GSA Annual Meeting in Seattle, Washington, USA - 2017

Paper No. 271-1
Presentation Time: 9:00 AM-6:30 PM

ENCRUSTERS AND BORERS THROUGH AN EXTINCTION EVENT: A DESCRIPTION OF SKELETOBIONT ASSEMBLAGES THROUGH THE FRASNIAN-FAMENNIAN BOUNDARY OF THE APPALACHIAN FORELAND BASIN


KERR, James, Center for Integrative Geosciences, University of Connecticut, Beach Hall, Storrs, CT 06268, james.kerr@uconn.edu

Communities in which groups of organisms depend on other organisms for substrate space are common throughout the fossil record and can be highly diverse in modern ecosystems. An understanding of the long-term dynamics of these commensal systems is important for managing conservation efforts because many of these relationships are experiencing or are at risk of experiencing anthropogenic perturbation. Fossil assemblages of aquatic skeletobiont communities—organisms that encrust on or bore into the skeletons of other organisms—offer a unique view into these types of ecological guilds over deep time in that they occurred throughout the Phanerozoic and have a high preservation potential.
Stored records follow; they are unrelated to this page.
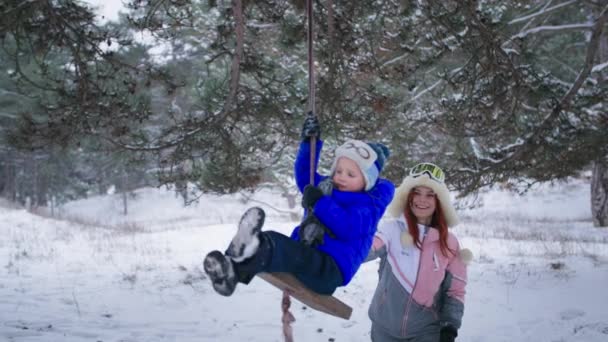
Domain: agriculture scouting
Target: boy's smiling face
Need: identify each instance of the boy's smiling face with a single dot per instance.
(348, 176)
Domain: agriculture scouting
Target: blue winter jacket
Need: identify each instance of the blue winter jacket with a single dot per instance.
(351, 216)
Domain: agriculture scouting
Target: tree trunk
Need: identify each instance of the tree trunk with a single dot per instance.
(599, 193)
(599, 177)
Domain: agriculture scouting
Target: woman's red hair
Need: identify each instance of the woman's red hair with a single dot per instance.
(437, 221)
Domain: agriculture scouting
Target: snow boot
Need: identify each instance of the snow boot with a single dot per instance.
(246, 241)
(221, 271)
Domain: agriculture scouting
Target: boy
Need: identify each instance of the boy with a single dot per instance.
(326, 250)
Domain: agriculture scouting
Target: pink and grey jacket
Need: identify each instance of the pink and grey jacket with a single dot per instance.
(419, 291)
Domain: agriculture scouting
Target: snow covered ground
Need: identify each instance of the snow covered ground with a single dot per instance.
(539, 272)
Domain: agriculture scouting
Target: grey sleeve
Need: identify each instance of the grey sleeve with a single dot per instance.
(375, 254)
(451, 309)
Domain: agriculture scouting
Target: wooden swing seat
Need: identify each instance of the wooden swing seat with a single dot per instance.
(327, 304)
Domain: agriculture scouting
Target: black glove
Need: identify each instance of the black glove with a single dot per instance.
(312, 231)
(311, 127)
(448, 334)
(310, 196)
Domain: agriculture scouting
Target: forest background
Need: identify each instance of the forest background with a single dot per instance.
(209, 96)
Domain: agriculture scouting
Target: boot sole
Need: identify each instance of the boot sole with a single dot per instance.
(245, 243)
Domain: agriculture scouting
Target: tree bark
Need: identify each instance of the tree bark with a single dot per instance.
(599, 176)
(599, 193)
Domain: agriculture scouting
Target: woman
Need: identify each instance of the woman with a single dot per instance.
(420, 293)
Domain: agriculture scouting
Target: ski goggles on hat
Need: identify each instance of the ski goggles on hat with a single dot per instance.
(434, 171)
(361, 151)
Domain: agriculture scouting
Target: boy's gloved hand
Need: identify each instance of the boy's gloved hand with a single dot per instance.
(448, 334)
(311, 127)
(312, 231)
(310, 196)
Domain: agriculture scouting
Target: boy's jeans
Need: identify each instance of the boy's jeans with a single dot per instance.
(279, 253)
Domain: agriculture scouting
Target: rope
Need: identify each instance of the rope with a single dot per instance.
(288, 317)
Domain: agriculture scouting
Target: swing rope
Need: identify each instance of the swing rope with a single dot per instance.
(288, 317)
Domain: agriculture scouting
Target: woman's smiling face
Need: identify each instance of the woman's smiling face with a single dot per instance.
(423, 204)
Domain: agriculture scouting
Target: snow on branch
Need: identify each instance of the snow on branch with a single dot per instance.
(600, 67)
(568, 27)
(542, 11)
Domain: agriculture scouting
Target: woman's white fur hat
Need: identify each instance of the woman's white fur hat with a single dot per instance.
(399, 201)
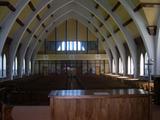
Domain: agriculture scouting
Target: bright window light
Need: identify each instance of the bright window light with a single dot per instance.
(71, 46)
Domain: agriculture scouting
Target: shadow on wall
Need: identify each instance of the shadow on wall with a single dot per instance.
(31, 113)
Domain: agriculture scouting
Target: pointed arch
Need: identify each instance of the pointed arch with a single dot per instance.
(141, 65)
(24, 66)
(4, 65)
(120, 66)
(113, 66)
(146, 62)
(1, 66)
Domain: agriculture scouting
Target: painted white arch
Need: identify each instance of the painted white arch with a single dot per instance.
(157, 39)
(9, 21)
(18, 37)
(127, 35)
(50, 13)
(141, 25)
(91, 29)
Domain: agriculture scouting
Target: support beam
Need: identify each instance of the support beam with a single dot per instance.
(152, 29)
(43, 25)
(35, 36)
(97, 6)
(19, 22)
(29, 31)
(8, 40)
(116, 30)
(32, 6)
(101, 25)
(38, 17)
(108, 36)
(107, 17)
(48, 6)
(8, 4)
(127, 22)
(141, 5)
(116, 6)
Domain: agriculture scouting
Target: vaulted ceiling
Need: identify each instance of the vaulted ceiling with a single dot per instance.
(24, 24)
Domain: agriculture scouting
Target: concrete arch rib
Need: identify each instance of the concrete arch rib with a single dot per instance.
(63, 19)
(157, 60)
(9, 21)
(32, 35)
(127, 35)
(90, 7)
(141, 25)
(18, 37)
(80, 8)
(25, 43)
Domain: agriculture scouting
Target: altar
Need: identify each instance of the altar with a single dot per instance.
(114, 104)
Mass extinctions provide the best cases for observing effects of ecological and environmental perturbation because they represent the largest known shifts in diversity in the fossil record. The Frasnian-Fammenian extinction event is of particular utility because it represents a time of drastic restructuring of ecosystems even when compared to other mass extinction events. Skeletobiont assemblages within the Appalachian foreland basin before and after the Frasnian-Fammenian extinction are described and documented. These rocks contain a variety of brachiopod fossils which were hosts for microconchids, bryozoans, and hederellids as well as the traces of shell-boring porifera, phoronids, and polycheates. A preliminary assessment indicates that the assemblages are dominated by the ichnogenus Talpina (borings of phoronid worms) and microconchids, indicating that these small vermiform skeletobionts had a more effective dispersal strategy than the other taxa in the assemblage. Greater ability to disperse may be advantageous during recovery following a mass extinction. If so, these groups may be expected to be dominant taxa in their communities both before and after the extinction event.